On another plane
Share
On another plane
https://www.tes.com/magazine/archive/another-plane
Unfortunately, planets move in mysterious ways, and none more annoyingly so than Mercury. Visible only at sunrise and sunset or during solar eclipses, Mercury’s proximity to the Sun makes it difficult to observe.
And then there is the problem of its perihelion. That is the point on an elliptical orbit at which a planet is farthest from the Sun. And in the case of Mercury, the perihelion appears to advance with each circuit. How does the planet get ahead of itself? Is it just the gravitational tug it receives from the other known planets, in line with Newtonian mechanics?
According to the French mathematician Urbain LeVerrier, this was only part of the story, since 43 seconds of advance per century remained unaccounted for.
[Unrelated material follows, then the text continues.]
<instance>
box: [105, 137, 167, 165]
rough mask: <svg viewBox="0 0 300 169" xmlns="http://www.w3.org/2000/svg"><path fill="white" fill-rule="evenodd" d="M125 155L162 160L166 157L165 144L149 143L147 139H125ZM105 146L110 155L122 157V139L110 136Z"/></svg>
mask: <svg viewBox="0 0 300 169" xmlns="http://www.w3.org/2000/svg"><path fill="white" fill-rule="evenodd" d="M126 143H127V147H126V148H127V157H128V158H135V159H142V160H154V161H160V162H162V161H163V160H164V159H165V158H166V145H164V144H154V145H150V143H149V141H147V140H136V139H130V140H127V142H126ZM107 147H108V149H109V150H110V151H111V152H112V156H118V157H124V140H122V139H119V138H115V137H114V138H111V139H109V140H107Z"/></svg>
In 1846, LeVerrier had calculated that a yet-to-be-discovered planet disturbed the orbit of Uranus. And sure enough, there was Neptune, just as he had predicted. Applying the same logic to the inner planets, he argued that between Mercury and the Sun there must be another planet, whose gravity caused the discrepancy. Like Neptune, he said, it would show up soon enough. He named it Vulcan, whereupon sightings began pouring in from astronomers everywhere.
With each new claim, LeVerrier refined his calculations and issued fresh statements as to the planet’s precise whereabouts. And although it never did show up in the sky when he predicted, for more than half a century Vulcan showed up in all the textbooks.
In 1877, LeVerrier died, an unrepentant Vulcanist. But in 1915, Einstein blew the elusive planet clean out of the sky with his General Theory of Relativity, which neatly accounted for every one of Mercury’s missing 43 seconds as a function of curved space.
Which is why, today, Vulcan exists only in the minds of Star Trek viewers, as the home of aliens with pointed ears.